Вчера, на ночном привале, озябнув у потухшего огня, Пьер встал и перешел к ближайшему, лучше горящему костру. У костра, к которому он подошел, сидел Платон, укрывшись, как ризой, с головой шинелью, и рассказывал солдатам своим спорым, приятным, но слабым, болезненным голосом знакомую Пьеру историю. Было уже за полночь. Это было то время, в которое Каратаев обыкновенно оживал от лихорадочного припадка и бывал особенно оживлен. Подойдя к костру и услыхав слабый, болезненный голос Платона и увидав его ярко освещенное огнем жалкое лицо, Пьера что то неприятно кольнуло в сердце. Он испугался своей жалости к этому человеку и хотел уйти, но другого костра не было, и Пьер, стараясь не глядеть на Платона, подсел к костру.

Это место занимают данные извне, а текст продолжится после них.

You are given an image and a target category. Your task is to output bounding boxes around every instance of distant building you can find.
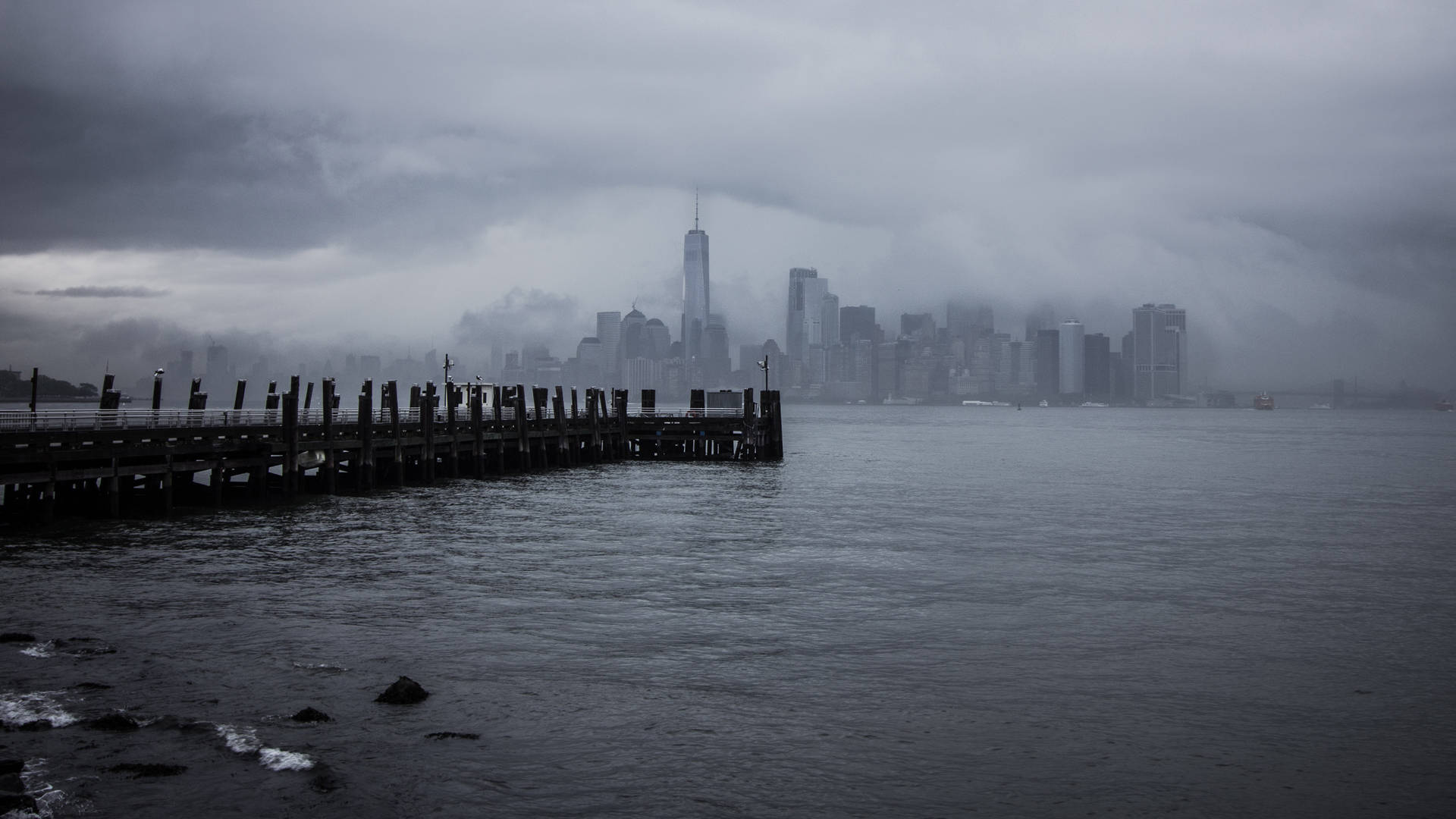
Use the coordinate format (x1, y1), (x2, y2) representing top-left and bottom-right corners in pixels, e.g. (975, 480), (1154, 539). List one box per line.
(945, 300), (996, 348)
(783, 267), (828, 362)
(1035, 329), (1062, 398)
(573, 335), (601, 386)
(642, 319), (673, 362)
(619, 307), (646, 359)
(597, 310), (622, 381)
(1133, 303), (1190, 402)
(680, 202), (711, 359)
(1082, 332), (1112, 398)
(900, 307), (935, 347)
(1057, 319), (1086, 395)
(839, 305), (880, 344)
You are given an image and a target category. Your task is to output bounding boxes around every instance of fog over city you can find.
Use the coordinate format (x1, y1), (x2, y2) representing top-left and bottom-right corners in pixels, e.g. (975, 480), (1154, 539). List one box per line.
(0, 0), (1456, 389)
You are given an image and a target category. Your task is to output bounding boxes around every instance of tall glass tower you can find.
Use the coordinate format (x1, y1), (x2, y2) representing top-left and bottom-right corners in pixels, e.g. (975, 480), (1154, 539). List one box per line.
(1133, 303), (1192, 402)
(682, 193), (708, 360)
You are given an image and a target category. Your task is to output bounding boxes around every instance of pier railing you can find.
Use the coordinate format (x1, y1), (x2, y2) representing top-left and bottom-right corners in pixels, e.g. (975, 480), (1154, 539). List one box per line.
(0, 403), (742, 433)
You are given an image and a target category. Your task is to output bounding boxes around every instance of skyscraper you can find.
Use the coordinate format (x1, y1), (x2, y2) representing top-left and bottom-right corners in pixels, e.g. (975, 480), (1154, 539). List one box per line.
(785, 267), (828, 362)
(682, 201), (709, 359)
(839, 305), (880, 344)
(1032, 329), (1062, 398)
(1133, 303), (1190, 400)
(1057, 319), (1086, 395)
(597, 310), (622, 381)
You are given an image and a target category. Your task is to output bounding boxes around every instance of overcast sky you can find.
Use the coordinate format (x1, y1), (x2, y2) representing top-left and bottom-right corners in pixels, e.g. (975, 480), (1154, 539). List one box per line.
(0, 0), (1456, 389)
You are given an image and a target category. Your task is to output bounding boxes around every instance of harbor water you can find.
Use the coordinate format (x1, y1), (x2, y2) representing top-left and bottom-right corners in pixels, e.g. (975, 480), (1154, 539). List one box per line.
(0, 405), (1456, 819)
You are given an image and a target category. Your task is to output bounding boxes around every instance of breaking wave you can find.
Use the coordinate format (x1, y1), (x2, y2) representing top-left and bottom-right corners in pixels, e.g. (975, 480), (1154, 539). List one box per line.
(217, 726), (313, 771)
(0, 691), (76, 729)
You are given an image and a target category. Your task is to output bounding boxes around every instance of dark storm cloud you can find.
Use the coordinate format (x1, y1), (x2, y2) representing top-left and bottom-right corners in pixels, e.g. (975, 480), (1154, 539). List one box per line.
(0, 0), (1456, 384)
(454, 287), (595, 347)
(35, 287), (168, 299)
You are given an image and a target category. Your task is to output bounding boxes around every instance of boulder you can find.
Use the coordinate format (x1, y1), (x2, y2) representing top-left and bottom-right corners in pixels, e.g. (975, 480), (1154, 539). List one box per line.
(0, 792), (36, 813)
(374, 676), (429, 705)
(86, 714), (141, 732)
(109, 762), (187, 780)
(291, 707), (334, 723)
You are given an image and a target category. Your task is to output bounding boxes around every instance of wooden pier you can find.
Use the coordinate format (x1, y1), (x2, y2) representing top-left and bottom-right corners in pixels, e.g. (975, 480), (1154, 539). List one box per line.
(0, 378), (783, 525)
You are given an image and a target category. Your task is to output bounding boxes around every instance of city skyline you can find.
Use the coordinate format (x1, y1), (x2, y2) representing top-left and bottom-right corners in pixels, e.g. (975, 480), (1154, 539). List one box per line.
(0, 0), (1456, 384)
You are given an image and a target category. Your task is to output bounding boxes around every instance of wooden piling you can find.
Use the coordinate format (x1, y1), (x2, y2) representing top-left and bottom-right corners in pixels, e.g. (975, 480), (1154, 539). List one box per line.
(320, 379), (339, 495)
(419, 381), (435, 484)
(354, 381), (372, 493)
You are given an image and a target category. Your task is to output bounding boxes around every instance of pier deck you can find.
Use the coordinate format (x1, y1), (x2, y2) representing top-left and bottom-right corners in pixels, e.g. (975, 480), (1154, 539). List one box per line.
(0, 379), (783, 523)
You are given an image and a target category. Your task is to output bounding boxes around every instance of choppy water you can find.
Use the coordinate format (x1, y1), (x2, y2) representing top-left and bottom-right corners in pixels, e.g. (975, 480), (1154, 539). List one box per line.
(0, 406), (1456, 817)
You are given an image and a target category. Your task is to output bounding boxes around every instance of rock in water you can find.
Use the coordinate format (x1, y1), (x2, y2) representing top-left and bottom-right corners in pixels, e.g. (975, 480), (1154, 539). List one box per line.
(374, 676), (429, 705)
(0, 792), (36, 813)
(293, 705), (334, 723)
(86, 714), (141, 732)
(109, 762), (187, 780)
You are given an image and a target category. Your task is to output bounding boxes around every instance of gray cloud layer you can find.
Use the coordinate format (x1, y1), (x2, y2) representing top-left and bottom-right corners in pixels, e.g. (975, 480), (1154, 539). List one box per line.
(0, 2), (1456, 381)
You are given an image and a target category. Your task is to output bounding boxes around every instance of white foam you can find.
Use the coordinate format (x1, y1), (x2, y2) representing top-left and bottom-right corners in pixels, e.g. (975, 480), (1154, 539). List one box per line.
(258, 748), (313, 771)
(211, 726), (313, 769)
(20, 640), (55, 659)
(293, 661), (350, 673)
(217, 726), (264, 754)
(0, 691), (76, 729)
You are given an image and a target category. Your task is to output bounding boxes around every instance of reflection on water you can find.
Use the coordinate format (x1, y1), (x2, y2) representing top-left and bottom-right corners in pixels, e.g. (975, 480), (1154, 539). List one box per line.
(0, 406), (1456, 816)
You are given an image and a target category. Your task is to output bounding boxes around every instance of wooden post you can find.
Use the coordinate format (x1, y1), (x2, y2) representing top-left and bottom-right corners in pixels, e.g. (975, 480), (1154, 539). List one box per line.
(282, 391), (299, 500)
(491, 383), (505, 475)
(446, 381), (460, 478)
(638, 389), (663, 457)
(516, 383), (533, 471)
(532, 384), (551, 466)
(160, 452), (172, 517)
(419, 381), (435, 484)
(551, 384), (571, 465)
(318, 379), (339, 495)
(354, 381), (374, 493)
(106, 457), (121, 517)
(587, 386), (601, 462)
(470, 384), (485, 479)
(380, 381), (405, 487)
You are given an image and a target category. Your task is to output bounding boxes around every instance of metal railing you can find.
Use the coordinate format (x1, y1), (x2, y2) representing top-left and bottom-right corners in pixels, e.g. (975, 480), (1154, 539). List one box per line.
(0, 403), (742, 433)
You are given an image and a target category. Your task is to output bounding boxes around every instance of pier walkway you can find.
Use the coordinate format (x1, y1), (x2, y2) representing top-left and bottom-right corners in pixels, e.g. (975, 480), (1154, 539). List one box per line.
(0, 378), (783, 523)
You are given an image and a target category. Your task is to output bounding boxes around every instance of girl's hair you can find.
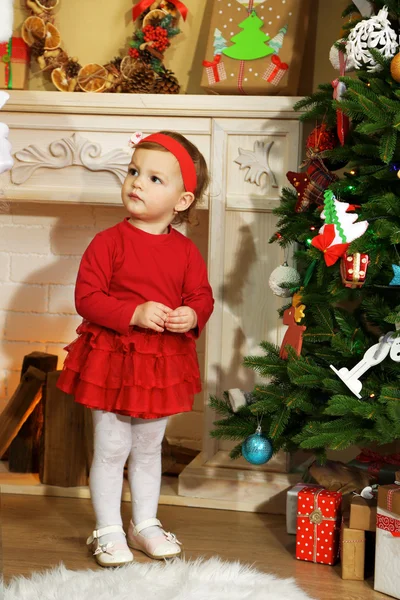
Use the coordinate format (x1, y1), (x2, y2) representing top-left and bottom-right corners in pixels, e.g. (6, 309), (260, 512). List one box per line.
(134, 131), (210, 225)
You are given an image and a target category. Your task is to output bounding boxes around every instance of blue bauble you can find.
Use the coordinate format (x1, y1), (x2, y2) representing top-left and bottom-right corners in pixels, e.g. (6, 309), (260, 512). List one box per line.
(242, 428), (274, 465)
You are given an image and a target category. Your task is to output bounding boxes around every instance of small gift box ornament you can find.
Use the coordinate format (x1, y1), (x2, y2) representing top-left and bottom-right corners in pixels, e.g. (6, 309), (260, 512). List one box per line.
(296, 487), (342, 565)
(374, 485), (400, 598)
(0, 37), (29, 90)
(340, 252), (369, 289)
(203, 54), (226, 84)
(262, 54), (289, 85)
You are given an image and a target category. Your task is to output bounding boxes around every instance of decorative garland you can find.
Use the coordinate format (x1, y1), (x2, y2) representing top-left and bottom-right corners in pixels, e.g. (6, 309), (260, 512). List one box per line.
(21, 0), (187, 94)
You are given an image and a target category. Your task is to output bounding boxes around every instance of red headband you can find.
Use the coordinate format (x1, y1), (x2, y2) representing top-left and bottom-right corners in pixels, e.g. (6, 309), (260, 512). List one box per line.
(134, 133), (197, 194)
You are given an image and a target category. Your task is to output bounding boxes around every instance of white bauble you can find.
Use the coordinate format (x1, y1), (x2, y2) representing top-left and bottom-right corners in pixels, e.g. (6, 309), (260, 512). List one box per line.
(329, 40), (356, 73)
(346, 6), (399, 72)
(268, 265), (301, 298)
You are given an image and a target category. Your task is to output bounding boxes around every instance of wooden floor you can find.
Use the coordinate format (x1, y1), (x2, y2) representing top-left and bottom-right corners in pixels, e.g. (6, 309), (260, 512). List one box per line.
(0, 494), (388, 600)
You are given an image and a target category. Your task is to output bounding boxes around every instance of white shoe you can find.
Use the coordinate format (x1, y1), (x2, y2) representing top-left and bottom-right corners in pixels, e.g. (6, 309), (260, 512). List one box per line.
(86, 525), (133, 567)
(127, 519), (182, 560)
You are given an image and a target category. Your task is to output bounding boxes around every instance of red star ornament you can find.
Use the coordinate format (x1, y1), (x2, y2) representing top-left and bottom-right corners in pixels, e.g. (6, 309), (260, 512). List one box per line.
(286, 158), (337, 212)
(311, 223), (350, 267)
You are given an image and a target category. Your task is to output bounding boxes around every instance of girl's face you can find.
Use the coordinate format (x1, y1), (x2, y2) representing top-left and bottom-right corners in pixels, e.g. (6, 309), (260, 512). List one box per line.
(122, 147), (194, 225)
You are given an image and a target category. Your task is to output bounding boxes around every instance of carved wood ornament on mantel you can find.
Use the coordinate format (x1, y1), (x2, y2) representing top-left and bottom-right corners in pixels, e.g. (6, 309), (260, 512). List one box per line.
(11, 133), (131, 185)
(234, 142), (278, 188)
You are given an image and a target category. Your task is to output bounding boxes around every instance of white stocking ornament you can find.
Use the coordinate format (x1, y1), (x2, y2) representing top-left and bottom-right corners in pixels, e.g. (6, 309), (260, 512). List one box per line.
(330, 331), (400, 398)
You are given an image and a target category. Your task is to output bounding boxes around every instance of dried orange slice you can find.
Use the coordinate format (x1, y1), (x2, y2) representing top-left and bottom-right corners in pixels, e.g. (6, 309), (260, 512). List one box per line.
(78, 63), (108, 92)
(21, 17), (46, 46)
(44, 23), (61, 50)
(51, 67), (69, 92)
(35, 0), (59, 12)
(142, 8), (168, 28)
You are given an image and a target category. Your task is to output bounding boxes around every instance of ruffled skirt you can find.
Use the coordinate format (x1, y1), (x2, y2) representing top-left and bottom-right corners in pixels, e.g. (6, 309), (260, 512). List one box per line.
(57, 321), (201, 419)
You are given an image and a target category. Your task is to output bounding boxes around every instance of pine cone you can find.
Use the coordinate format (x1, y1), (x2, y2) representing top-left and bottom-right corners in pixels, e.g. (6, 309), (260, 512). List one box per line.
(31, 39), (44, 58)
(110, 56), (122, 71)
(64, 60), (82, 79)
(153, 69), (180, 94)
(122, 64), (156, 94)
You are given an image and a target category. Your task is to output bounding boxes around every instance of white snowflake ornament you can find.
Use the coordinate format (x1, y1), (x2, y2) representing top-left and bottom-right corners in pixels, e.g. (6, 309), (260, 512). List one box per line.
(346, 6), (399, 72)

– Что, как твое здоровье? – спросил он.
– Что здоровье? На болезнь плакаться – бог смерти не даст, – сказал Каратаев и тотчас же возвратился к начатому рассказу.
– …И вот, братец ты мой, – продолжал Платон с улыбкой на худом, бледном лице и с особенным, радостным блеском в глазах, – вот, братец ты мой…
Пьер знал эту историю давно, Каратаев раз шесть ему одному рассказывал эту историю, и всегда с особенным, радостным чувством. Но как ни хорошо знал Пьер эту историю, он теперь прислушался к ней, как к чему то новому, и тот тихий восторг, который, рассказывая, видимо, испытывал Каратаев, сообщился и Пьеру. История эта была о старом купце, благообразно и богобоязненно жившем с семьей и поехавшем однажды с товарищем, богатым купцом, к Макарью.
Остановившись на постоялом дворе, оба купца заснули, и на другой день товарищ купца был найден зарезанным и ограбленным. Окровавленный нож найден был под подушкой старого купца. Купца судили, наказали кнутом и, выдернув ноздри, – как следует по порядку, говорил Каратаев, – сослали в каторгу.
– И вот, братец ты мой (на этом месте Пьер застал рассказ Каратаева), проходит тому делу годов десять или больше того. Живет старичок на каторге. Как следовает, покоряется, худого не делает. Только у бога смерти просит. – Хорошо. И соберись они, ночным делом, каторжные то, так же вот как мы с тобой, и старичок с ними. И зашел разговор, кто за что страдает, в чем богу виноват. Стали сказывать, тот душу загубил, тот две, тот поджег, тот беглый, так ни за что. Стали старичка спрашивать: ты за что, мол, дедушка, страдаешь? Я, братцы мои миленькие, говорит, за свои да за людские грехи страдаю. А я ни душ не губил, ни чужого не брал, акромя что нищую братию оделял. Я, братцы мои миленькие, купец; и богатство большое имел. Так и так, говорит. И рассказал им, значит, как все дело было, по порядку. Я, говорит, о себе не тужу. Меня, значит, бог сыскал. Одно, говорит, мне свою старуху и деток жаль. И так то заплакал старичок. Случись в их компании тот самый человек, значит, что купца убил. Где, говорит, дедушка, было? Когда, в каком месяце? все расспросил. Заболело у него сердце. Подходит таким манером к старичку – хлоп в ноги. За меня ты, говорит, старичок, пропадаешь. Правда истинная; безвинно напрасно, говорит, ребятушки, человек этот мучится. Я, говорит, то самое дело сделал и нож тебе под голова сонному подложил. Прости, говорит, дедушка, меня ты ради Христа.